1 breakfast, 2 snacks, 5 dinners and 1 dessert
(B1) Green Smoothie: Green smoothies are quick and full of nutrients. You can follow this recipe or have fun with it and add your own fruits and veggies. No fancy blender required. I have a regular old Walmart brand blender and it works just fine.
(S1) Apples and Peanut Butter: Slice up an apple and dip in some natural peanut butter and you've got one tasty snack. I like to get the freshly ground peanut butter at my local health food store. It's a bit more expensive but the taste is worth it. I've also heard almond butter is good too.
(S2) fresh veggies and hummus: I love me some hummus. I use it on everything. Cut up your favorite veggies and dip in hummus. I especially love carrot sticks, red bell peppers, sugar snap peas and cucumbers with hummus.
(D1) Chicken n' black bean taco salad:
2 lg. chicken breasts (Costco sized) thawed
or 4 sm. chicken breasts
3 cans black beans
8-12 oz. salsa
1 pkg. tortilla chips
Poor in salsa.
Drain and rinse one can black beans and add to crock pot, add remaining 2 cans of black beans with juice.
Turn crock pot to low and cook for 6-8 hrs. High for 5-6 hrs.
During last hr. of cook time, remove chicken and shred. Place shredded chicken back into crock pot for remaining time.
Serve with shredded lettuce and cubed tomatoes over tortilla chips.
*This is one of my all-time favorite meals to make when I'm short on time. I also love that it gives us left-overs.
(D2) Coconut-Chicken Curryfrom Better Homes and Gardens Annual Recipes 2006
Prep: 30 min. Stand: 30 min. Cook: 16 min.
1 1/2 lb. skinless, boneless chicken thighs, cut in bite-sized pieces
1/2 C red curry paste
1 T olive oil
1 lg. onion, coarsely chopped
1 13.5 oz can unsweetened or reduced-fat coconut milk
1 1/2 C matchstick sized carrots
1 tsp. finely shredded lime peel
Hot cooked brown rice
Snipped fresh cilantro
1. In a bowl combine chicken and curry paste; let stand at room temp. for 30 min.
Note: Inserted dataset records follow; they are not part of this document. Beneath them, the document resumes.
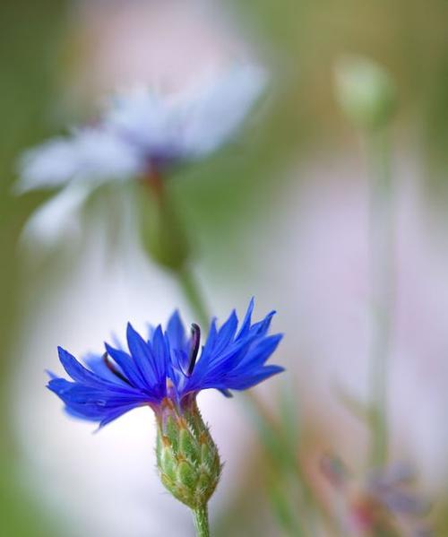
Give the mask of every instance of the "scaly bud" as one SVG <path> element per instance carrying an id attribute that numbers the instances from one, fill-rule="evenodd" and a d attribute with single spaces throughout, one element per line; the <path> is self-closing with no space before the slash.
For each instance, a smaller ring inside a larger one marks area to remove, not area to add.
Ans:
<path id="1" fill-rule="evenodd" d="M 218 485 L 221 464 L 195 398 L 182 409 L 165 399 L 157 425 L 157 466 L 162 483 L 191 509 L 203 507 Z"/>
<path id="2" fill-rule="evenodd" d="M 356 126 L 375 129 L 387 125 L 396 108 L 395 85 L 385 69 L 358 56 L 340 59 L 335 69 L 336 99 Z"/>

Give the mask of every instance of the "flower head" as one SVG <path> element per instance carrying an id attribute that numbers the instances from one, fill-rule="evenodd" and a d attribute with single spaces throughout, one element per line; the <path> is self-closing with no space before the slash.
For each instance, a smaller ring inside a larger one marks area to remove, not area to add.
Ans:
<path id="1" fill-rule="evenodd" d="M 362 535 L 433 534 L 425 520 L 428 503 L 412 487 L 415 473 L 408 464 L 378 468 L 356 479 L 333 455 L 321 460 L 321 470 L 346 503 L 349 533 Z"/>
<path id="2" fill-rule="evenodd" d="M 94 126 L 73 129 L 68 136 L 26 151 L 19 162 L 18 193 L 64 187 L 61 197 L 30 219 L 29 242 L 55 244 L 73 228 L 83 203 L 103 183 L 159 177 L 167 167 L 219 149 L 243 123 L 264 79 L 258 67 L 236 65 L 177 94 L 151 88 L 117 94 Z M 73 195 L 80 189 L 84 195 Z M 70 211 L 59 209 L 59 200 L 70 200 Z"/>
<path id="3" fill-rule="evenodd" d="M 85 179 L 96 186 L 204 157 L 235 134 L 263 84 L 260 68 L 239 65 L 178 94 L 151 88 L 118 94 L 94 127 L 26 152 L 17 189 Z"/>
<path id="4" fill-rule="evenodd" d="M 142 405 L 159 419 L 167 402 L 182 414 L 208 388 L 227 395 L 229 390 L 245 390 L 282 370 L 265 365 L 281 339 L 267 333 L 274 312 L 252 323 L 253 309 L 252 300 L 239 329 L 235 311 L 219 329 L 213 320 L 201 351 L 199 326 L 193 325 L 187 336 L 177 311 L 165 331 L 150 327 L 148 338 L 128 325 L 127 351 L 106 343 L 105 354 L 88 358 L 86 366 L 59 348 L 72 380 L 51 375 L 48 388 L 69 412 L 100 426 Z"/>

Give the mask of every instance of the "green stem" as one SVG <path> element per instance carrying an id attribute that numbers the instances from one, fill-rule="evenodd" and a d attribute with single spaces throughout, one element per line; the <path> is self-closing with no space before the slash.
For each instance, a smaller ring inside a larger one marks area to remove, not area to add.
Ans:
<path id="1" fill-rule="evenodd" d="M 387 382 L 393 285 L 393 221 L 391 144 L 386 129 L 367 137 L 371 169 L 370 233 L 372 270 L 371 447 L 374 466 L 387 462 Z"/>
<path id="2" fill-rule="evenodd" d="M 210 537 L 209 513 L 207 506 L 193 510 L 197 537 Z"/>
<path id="3" fill-rule="evenodd" d="M 185 264 L 183 267 L 175 272 L 184 297 L 186 299 L 190 307 L 197 316 L 197 321 L 202 328 L 206 331 L 210 323 L 202 293 L 201 292 L 196 278 L 190 268 L 190 265 Z"/>

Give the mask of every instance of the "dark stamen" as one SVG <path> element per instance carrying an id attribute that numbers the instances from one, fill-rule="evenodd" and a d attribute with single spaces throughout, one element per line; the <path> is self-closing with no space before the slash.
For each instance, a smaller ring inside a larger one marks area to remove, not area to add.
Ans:
<path id="1" fill-rule="evenodd" d="M 201 328 L 195 323 L 192 325 L 192 348 L 188 356 L 188 370 L 186 375 L 190 377 L 196 364 L 197 354 L 199 351 L 199 342 L 201 342 Z"/>
<path id="2" fill-rule="evenodd" d="M 125 375 L 123 375 L 123 373 L 121 373 L 120 371 L 118 371 L 118 369 L 116 368 L 116 367 L 110 361 L 109 356 L 108 356 L 108 354 L 107 352 L 105 352 L 103 354 L 103 361 L 104 361 L 106 367 L 108 368 L 108 369 L 113 375 L 115 375 L 120 380 L 123 380 L 123 382 L 125 382 L 127 385 L 131 385 L 131 383 L 129 382 L 129 380 L 127 380 L 127 378 L 125 377 Z"/>

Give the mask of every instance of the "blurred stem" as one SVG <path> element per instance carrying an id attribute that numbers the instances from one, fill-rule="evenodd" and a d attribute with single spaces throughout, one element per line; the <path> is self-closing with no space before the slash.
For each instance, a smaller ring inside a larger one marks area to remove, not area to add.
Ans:
<path id="1" fill-rule="evenodd" d="M 197 537 L 210 537 L 209 513 L 207 506 L 193 510 Z"/>
<path id="2" fill-rule="evenodd" d="M 179 282 L 184 297 L 190 305 L 194 314 L 197 316 L 198 323 L 206 331 L 210 322 L 209 315 L 199 283 L 191 266 L 188 264 L 184 264 L 178 270 L 175 271 L 175 275 Z"/>
<path id="3" fill-rule="evenodd" d="M 388 450 L 388 365 L 393 307 L 393 221 L 391 142 L 386 128 L 367 134 L 370 165 L 372 278 L 370 463 L 382 466 Z"/>

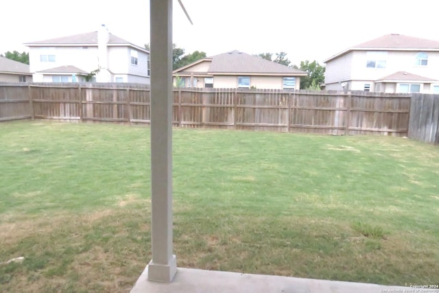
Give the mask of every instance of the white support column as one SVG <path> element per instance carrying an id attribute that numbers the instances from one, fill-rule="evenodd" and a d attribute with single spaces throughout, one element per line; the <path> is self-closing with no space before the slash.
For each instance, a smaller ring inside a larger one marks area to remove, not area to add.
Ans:
<path id="1" fill-rule="evenodd" d="M 172 254 L 172 0 L 150 0 L 152 259 L 148 280 L 171 282 Z"/>

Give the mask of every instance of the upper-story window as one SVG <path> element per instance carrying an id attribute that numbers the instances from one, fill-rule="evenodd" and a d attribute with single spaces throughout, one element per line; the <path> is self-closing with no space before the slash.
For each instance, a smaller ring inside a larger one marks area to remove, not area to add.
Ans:
<path id="1" fill-rule="evenodd" d="M 55 62 L 55 55 L 40 55 L 40 61 L 41 62 Z"/>
<path id="2" fill-rule="evenodd" d="M 416 54 L 416 66 L 427 66 L 428 64 L 428 55 L 425 52 L 419 52 Z"/>
<path id="3" fill-rule="evenodd" d="M 420 93 L 420 84 L 399 84 L 399 93 Z"/>
<path id="4" fill-rule="evenodd" d="M 146 64 L 146 70 L 147 70 L 147 74 L 148 76 L 151 76 L 151 61 L 150 60 L 150 55 L 148 55 L 148 60 L 147 61 L 147 64 Z"/>
<path id="5" fill-rule="evenodd" d="M 367 68 L 385 68 L 387 52 L 386 51 L 368 51 L 366 52 Z"/>
<path id="6" fill-rule="evenodd" d="M 283 78 L 283 89 L 296 89 L 296 78 Z"/>
<path id="7" fill-rule="evenodd" d="M 239 88 L 250 88 L 250 76 L 238 76 Z"/>
<path id="8" fill-rule="evenodd" d="M 131 49 L 131 65 L 137 65 L 137 51 Z"/>

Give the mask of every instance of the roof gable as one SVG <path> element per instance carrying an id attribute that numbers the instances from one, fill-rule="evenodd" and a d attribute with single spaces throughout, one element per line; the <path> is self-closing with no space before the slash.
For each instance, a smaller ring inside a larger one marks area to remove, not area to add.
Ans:
<path id="1" fill-rule="evenodd" d="M 386 34 L 349 47 L 329 57 L 324 62 L 326 63 L 353 51 L 365 50 L 439 51 L 439 41 L 398 34 Z"/>
<path id="2" fill-rule="evenodd" d="M 38 71 L 45 73 L 80 73 L 80 74 L 88 74 L 88 73 L 84 70 L 80 69 L 73 65 L 64 65 L 59 67 L 49 68 L 49 69 L 41 70 Z"/>
<path id="3" fill-rule="evenodd" d="M 62 36 L 60 38 L 50 38 L 48 40 L 37 40 L 34 42 L 26 43 L 25 45 L 28 47 L 46 47 L 46 46 L 97 46 L 97 31 L 79 34 L 73 36 Z M 108 45 L 126 45 L 135 47 L 145 52 L 149 52 L 141 47 L 134 45 L 126 40 L 108 33 L 109 40 Z"/>
<path id="4" fill-rule="evenodd" d="M 11 73 L 30 74 L 29 65 L 0 56 L 0 71 Z"/>
<path id="5" fill-rule="evenodd" d="M 439 41 L 402 34 L 386 34 L 353 48 L 439 49 Z"/>
<path id="6" fill-rule="evenodd" d="M 276 74 L 306 75 L 305 71 L 289 67 L 237 50 L 230 51 L 198 60 L 175 70 L 174 73 L 190 72 L 191 67 L 210 62 L 209 74 Z"/>
<path id="7" fill-rule="evenodd" d="M 434 82 L 436 80 L 425 78 L 424 76 L 418 75 L 416 74 L 410 73 L 406 71 L 398 71 L 390 75 L 384 76 L 379 78 L 377 82 L 383 81 L 418 81 L 418 82 Z"/>

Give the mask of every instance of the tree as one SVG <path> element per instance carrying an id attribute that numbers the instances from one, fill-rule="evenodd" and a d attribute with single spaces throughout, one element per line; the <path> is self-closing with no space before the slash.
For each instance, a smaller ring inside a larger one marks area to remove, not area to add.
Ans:
<path id="1" fill-rule="evenodd" d="M 183 66 L 188 65 L 191 63 L 193 63 L 200 59 L 206 58 L 206 53 L 200 51 L 195 51 L 193 53 L 185 55 L 180 60 L 178 64 L 178 67 L 182 67 Z"/>
<path id="2" fill-rule="evenodd" d="M 150 44 L 145 44 L 145 49 L 151 51 Z M 172 69 L 175 70 L 183 66 L 186 66 L 200 59 L 206 58 L 206 53 L 195 51 L 190 54 L 185 54 L 185 49 L 177 47 L 176 44 L 172 44 Z"/>
<path id="3" fill-rule="evenodd" d="M 320 84 L 324 82 L 324 67 L 318 64 L 316 60 L 310 62 L 309 60 L 300 61 L 300 67 L 293 67 L 306 71 L 308 76 L 300 78 L 300 89 L 320 89 Z"/>
<path id="4" fill-rule="evenodd" d="M 276 53 L 276 58 L 274 60 L 273 60 L 272 53 L 259 53 L 255 56 L 261 58 L 262 59 L 268 60 L 268 61 L 274 62 L 285 66 L 289 66 L 289 64 L 291 63 L 287 58 L 287 54 L 284 51 Z"/>
<path id="5" fill-rule="evenodd" d="M 284 51 L 281 51 L 276 54 L 276 58 L 273 60 L 276 63 L 279 63 L 283 65 L 289 66 L 291 61 L 287 58 L 287 54 Z"/>
<path id="6" fill-rule="evenodd" d="M 3 55 L 1 56 L 3 56 Z M 29 53 L 26 53 L 24 51 L 23 53 L 19 53 L 17 51 L 11 52 L 10 51 L 8 51 L 6 53 L 5 53 L 4 57 L 7 58 L 8 59 L 29 65 Z"/>
<path id="7" fill-rule="evenodd" d="M 262 59 L 268 60 L 268 61 L 272 61 L 273 54 L 271 53 L 260 53 L 257 55 L 258 57 L 261 57 Z"/>

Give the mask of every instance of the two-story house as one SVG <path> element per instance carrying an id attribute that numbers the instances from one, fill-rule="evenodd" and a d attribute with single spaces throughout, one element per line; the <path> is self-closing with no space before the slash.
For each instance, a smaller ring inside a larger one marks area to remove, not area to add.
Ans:
<path id="1" fill-rule="evenodd" d="M 198 60 L 174 71 L 178 87 L 299 89 L 307 73 L 239 51 Z"/>
<path id="2" fill-rule="evenodd" d="M 150 52 L 98 31 L 25 44 L 35 82 L 134 82 L 150 84 Z"/>
<path id="3" fill-rule="evenodd" d="M 439 41 L 392 34 L 326 60 L 325 89 L 439 93 Z"/>
<path id="4" fill-rule="evenodd" d="M 32 82 L 29 65 L 0 56 L 0 82 Z"/>

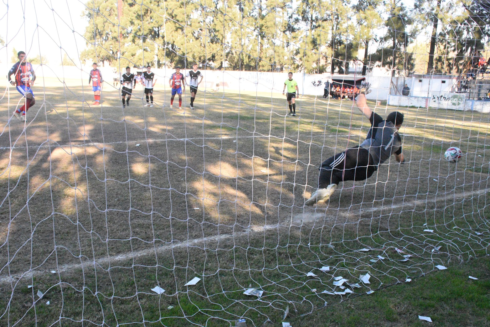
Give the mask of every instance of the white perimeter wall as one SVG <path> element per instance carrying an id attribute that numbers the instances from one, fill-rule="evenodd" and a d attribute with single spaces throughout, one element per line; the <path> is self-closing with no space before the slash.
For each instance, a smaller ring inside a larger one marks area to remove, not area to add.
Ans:
<path id="1" fill-rule="evenodd" d="M 88 84 L 89 72 L 92 69 L 90 65 L 86 65 L 81 69 L 74 66 L 61 66 L 43 65 L 40 66 L 34 65 L 34 68 L 37 76 L 38 82 L 40 85 L 42 78 L 55 77 L 60 80 L 60 85 L 62 85 L 63 81 L 70 79 L 72 83 L 74 80 L 79 80 L 80 85 Z M 0 64 L 0 69 L 5 73 L 12 67 L 11 64 L 2 63 Z M 122 72 L 125 72 L 124 67 L 122 67 Z M 99 67 L 102 72 L 104 79 L 111 83 L 113 80 L 113 67 Z M 131 72 L 141 71 L 141 69 L 131 68 Z M 230 92 L 267 92 L 271 95 L 279 96 L 282 93 L 284 81 L 288 78 L 287 72 L 269 73 L 258 72 L 242 72 L 235 71 L 218 71 L 214 70 L 199 70 L 204 75 L 203 83 L 199 85 L 199 89 L 204 91 L 206 89 L 214 89 L 217 82 L 220 84 L 220 91 Z M 153 69 L 152 71 L 156 75 L 157 86 L 160 89 L 166 89 L 169 87 L 169 78 L 174 72 L 174 70 L 167 68 Z M 183 70 L 183 73 L 187 73 Z M 432 94 L 439 92 L 447 92 L 451 90 L 455 79 L 453 76 L 437 76 L 432 78 L 423 78 L 414 76 L 405 79 L 402 77 L 393 78 L 393 81 L 398 88 L 403 87 L 404 82 L 409 84 L 411 88 L 411 97 L 403 97 L 389 94 L 390 85 L 392 78 L 387 76 L 386 74 L 380 74 L 375 70 L 369 73 L 366 76 L 368 81 L 371 83 L 372 91 L 367 95 L 367 98 L 371 100 L 388 100 L 389 104 L 400 106 L 411 106 L 418 107 L 427 107 L 426 97 L 429 88 L 432 89 Z M 329 78 L 330 74 L 309 75 L 302 73 L 294 73 L 293 78 L 298 83 L 299 93 L 301 95 L 308 96 L 321 97 L 323 94 L 323 85 L 315 86 L 312 84 L 314 81 L 321 80 L 324 82 Z M 355 76 L 356 78 L 362 78 L 361 75 Z M 419 81 L 421 80 L 421 81 Z M 445 83 L 442 83 L 445 80 Z M 6 82 L 6 79 L 4 80 Z M 2 83 L 3 85 L 3 83 Z M 466 101 L 465 109 L 466 110 L 487 110 L 490 106 L 490 103 L 485 101 L 474 101 L 469 103 Z M 482 102 L 481 103 L 477 102 Z"/>

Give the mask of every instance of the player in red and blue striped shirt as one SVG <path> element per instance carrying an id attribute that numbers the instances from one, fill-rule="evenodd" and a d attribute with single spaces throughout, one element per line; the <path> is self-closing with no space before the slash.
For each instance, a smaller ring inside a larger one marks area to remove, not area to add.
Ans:
<path id="1" fill-rule="evenodd" d="M 90 81 L 92 82 L 92 91 L 94 91 L 94 98 L 95 101 L 92 104 L 98 105 L 100 101 L 100 90 L 102 89 L 102 83 L 104 80 L 102 78 L 102 73 L 97 68 L 97 63 L 92 64 L 93 70 L 90 71 L 90 75 L 89 77 L 89 84 Z"/>
<path id="2" fill-rule="evenodd" d="M 179 109 L 182 108 L 182 92 L 185 92 L 185 79 L 184 74 L 180 73 L 180 67 L 175 67 L 175 72 L 170 75 L 169 84 L 172 88 L 172 96 L 170 98 L 171 107 L 173 105 L 173 98 L 179 95 Z"/>
<path id="3" fill-rule="evenodd" d="M 36 74 L 34 74 L 31 63 L 25 61 L 25 52 L 19 51 L 17 53 L 17 57 L 19 58 L 19 61 L 8 71 L 7 79 L 10 84 L 16 86 L 19 93 L 25 98 L 24 105 L 14 112 L 14 116 L 21 120 L 25 121 L 25 113 L 36 103 L 34 93 L 31 89 L 31 87 L 34 85 L 34 81 L 36 79 Z M 15 81 L 12 80 L 10 77 L 13 74 L 15 75 Z"/>

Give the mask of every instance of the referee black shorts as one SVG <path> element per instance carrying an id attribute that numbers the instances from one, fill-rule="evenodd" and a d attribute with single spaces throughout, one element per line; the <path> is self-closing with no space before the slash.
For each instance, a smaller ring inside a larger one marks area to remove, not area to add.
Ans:
<path id="1" fill-rule="evenodd" d="M 358 146 L 348 149 L 323 161 L 320 167 L 318 188 L 345 180 L 364 180 L 376 171 L 367 149 Z"/>

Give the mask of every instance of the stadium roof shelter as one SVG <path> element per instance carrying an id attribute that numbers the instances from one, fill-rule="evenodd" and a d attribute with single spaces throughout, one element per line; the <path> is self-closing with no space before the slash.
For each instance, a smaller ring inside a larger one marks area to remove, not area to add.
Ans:
<path id="1" fill-rule="evenodd" d="M 332 75 L 332 80 L 334 83 L 344 84 L 348 85 L 360 85 L 361 82 L 366 80 L 366 77 L 362 75 L 343 75 L 335 74 Z"/>

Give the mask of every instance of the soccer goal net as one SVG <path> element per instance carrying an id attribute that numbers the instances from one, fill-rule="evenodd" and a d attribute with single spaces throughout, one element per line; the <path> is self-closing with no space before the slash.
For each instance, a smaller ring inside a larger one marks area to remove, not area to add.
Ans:
<path id="1" fill-rule="evenodd" d="M 278 326 L 489 254 L 487 0 L 0 7 L 0 325 Z"/>

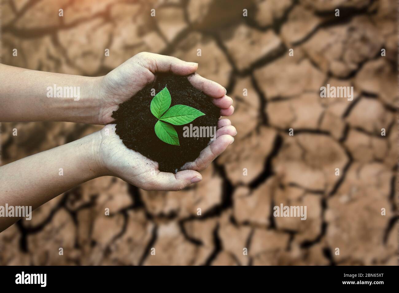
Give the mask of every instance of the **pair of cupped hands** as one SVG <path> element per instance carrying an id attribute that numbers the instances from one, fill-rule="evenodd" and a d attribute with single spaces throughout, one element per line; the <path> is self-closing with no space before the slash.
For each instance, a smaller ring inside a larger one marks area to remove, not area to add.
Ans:
<path id="1" fill-rule="evenodd" d="M 194 86 L 213 98 L 212 103 L 220 108 L 221 116 L 231 115 L 234 111 L 233 100 L 226 96 L 226 89 L 196 73 L 198 65 L 174 57 L 142 52 L 99 80 L 95 90 L 101 103 L 98 121 L 106 125 L 99 132 L 96 150 L 96 160 L 101 175 L 116 176 L 147 190 L 179 190 L 202 180 L 200 172 L 234 140 L 233 137 L 237 132 L 229 119 L 219 121 L 216 139 L 194 162 L 186 163 L 181 170 L 173 174 L 160 171 L 158 163 L 126 147 L 115 133 L 115 125 L 112 124 L 114 119 L 111 117 L 113 111 L 121 103 L 153 82 L 158 72 L 190 75 L 188 78 Z"/>

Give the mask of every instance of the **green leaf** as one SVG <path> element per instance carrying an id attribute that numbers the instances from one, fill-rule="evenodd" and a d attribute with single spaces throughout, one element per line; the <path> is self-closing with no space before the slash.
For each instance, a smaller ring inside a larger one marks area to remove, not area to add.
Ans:
<path id="1" fill-rule="evenodd" d="M 152 115 L 158 119 L 162 114 L 170 107 L 170 93 L 165 86 L 162 90 L 155 95 L 151 101 L 150 108 Z"/>
<path id="2" fill-rule="evenodd" d="M 183 125 L 205 115 L 192 107 L 185 105 L 175 105 L 170 107 L 159 119 L 173 125 Z"/>
<path id="3" fill-rule="evenodd" d="M 162 141 L 170 145 L 180 145 L 177 133 L 170 124 L 158 121 L 154 128 L 156 136 Z"/>

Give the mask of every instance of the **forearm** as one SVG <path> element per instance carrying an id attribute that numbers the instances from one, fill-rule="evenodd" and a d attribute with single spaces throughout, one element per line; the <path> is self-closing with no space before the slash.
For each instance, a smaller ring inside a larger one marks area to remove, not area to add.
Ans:
<path id="1" fill-rule="evenodd" d="M 0 122 L 100 124 L 97 85 L 101 78 L 0 64 Z"/>
<path id="2" fill-rule="evenodd" d="M 32 210 L 72 188 L 104 175 L 95 133 L 0 167 L 0 206 Z M 61 170 L 62 168 L 62 170 Z M 18 219 L 0 217 L 0 232 Z"/>

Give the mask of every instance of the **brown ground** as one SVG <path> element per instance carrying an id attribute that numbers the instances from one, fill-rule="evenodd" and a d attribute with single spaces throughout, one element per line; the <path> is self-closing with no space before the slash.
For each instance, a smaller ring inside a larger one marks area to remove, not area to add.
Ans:
<path id="1" fill-rule="evenodd" d="M 0 234 L 0 264 L 396 264 L 397 2 L 162 2 L 2 0 L 3 63 L 98 76 L 142 51 L 197 62 L 234 98 L 238 135 L 186 190 L 104 177 L 60 195 Z M 354 100 L 320 98 L 328 83 Z M 1 126 L 2 164 L 100 128 Z M 273 217 L 280 203 L 307 219 Z"/>

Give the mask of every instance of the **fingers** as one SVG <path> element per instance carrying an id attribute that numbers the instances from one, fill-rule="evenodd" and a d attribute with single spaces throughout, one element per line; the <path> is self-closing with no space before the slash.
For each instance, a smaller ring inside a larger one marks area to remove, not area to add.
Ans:
<path id="1" fill-rule="evenodd" d="M 221 116 L 230 116 L 234 112 L 234 107 L 230 106 L 227 109 L 220 109 Z"/>
<path id="2" fill-rule="evenodd" d="M 228 134 L 231 136 L 234 136 L 237 134 L 235 127 L 231 125 L 228 125 L 219 128 L 216 131 L 216 138 L 219 136 Z"/>
<path id="3" fill-rule="evenodd" d="M 233 99 L 225 95 L 221 98 L 212 99 L 212 103 L 221 109 L 228 109 L 233 104 Z"/>
<path id="4" fill-rule="evenodd" d="M 234 141 L 234 138 L 229 135 L 219 137 L 202 150 L 200 154 L 200 156 L 195 161 L 186 163 L 182 168 L 198 171 L 203 170 L 218 156 L 223 152 Z"/>
<path id="5" fill-rule="evenodd" d="M 227 92 L 226 89 L 217 82 L 204 78 L 198 73 L 191 75 L 188 78 L 195 87 L 212 98 L 221 98 Z"/>
<path id="6" fill-rule="evenodd" d="M 180 171 L 176 174 L 159 172 L 152 176 L 152 182 L 146 186 L 146 189 L 152 190 L 177 191 L 191 184 L 200 182 L 202 180 L 202 175 L 194 170 Z"/>
<path id="7" fill-rule="evenodd" d="M 147 52 L 139 53 L 136 57 L 142 66 L 154 74 L 169 72 L 178 75 L 188 75 L 195 72 L 198 68 L 198 63 L 186 62 L 176 57 Z"/>
<path id="8" fill-rule="evenodd" d="M 227 119 L 227 118 L 224 118 L 223 119 L 221 119 L 218 121 L 217 121 L 217 129 L 221 128 L 223 126 L 227 126 L 228 125 L 231 125 L 231 121 L 230 121 L 229 119 Z"/>

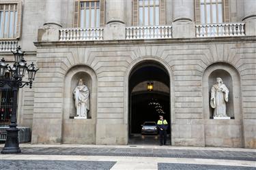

2. Heat a skillet over medium heat and add oil, onion, and chicken. Cook over medium heat for 8-10 min., stirring occasionally, until chicken is tender and no longer pink.
3. Remove chicken from skillet. Carefully add coconut milk to skillet, scraping up crusty bits. Add carrots and lime peel. Bring to boiling; reduce heat and simmer, uncovered, for 5 min. or until carrots are crisp-tender. Return chicken mixture to skillet. Simmer, uncovered, for 3-5 min. or until liquid thickens slightly. Serve with rice and snipped cilantro. Makes 4 servings.
*If you like to eat Thai curry, you will love this. It is not spicy-hot like you might imagine most Thai food to be. It is absolutely amazing.
MmMm. I love me some fajitas.
For gluten free, use corn tortillas.
I also use chicken for my fajitas instead of steak because that's what I've got on hand.
(D4)- Quinoa Salad
I just tried this for the first time at a BBQ a few weeks ago and I'm totally hooked on Quinoa now. This is perfect for the summer.
(D5) Szechwan Chicken Lettuce Wrap
1 Tbsp canola or peanut oil
8 oz, chicken
1/2 medium sweet green or red pepper, diced
1 cup celery cut into slices
2 tsp/ minced fresh ginger or dash of ginger spice
2 cloves garlic minced
1 Tbsp gluten free soy sauce
1 Tbsp rice or distilled vinegar
1/2 tsp red pepper flakes
2 Tbsp dry roasted peanuts
2 green onions, sliced short
2 large Iceberg lettuce leaves
Heat skillet over medium heat 3 minutes. Add oil and coat pan evenly. Add chicken, red or green peppers, celery, and ginger. Cook and stir for 3 min. or until chicken is opaque. Stir in garlic. Add soy sauce, vinegar and pepper flakes. Continue to cook and stir mixture for 1 minute. Stir in peanuts and green onion. Remove pan from heat. Put mixture in lettuce leaves. Roll and eat like a burrito. 2 servings.
* hint: this is spicy. If you don't like spicy don't add the red pepper flakes
(D1) Banana Bread
I use 4 VERY ripe bananas instead of the 2 that is called for. It turns out much better. Also, make sure to line your bread pan with wax paper or tin foil, this will allow you to remove your banana bread with ease.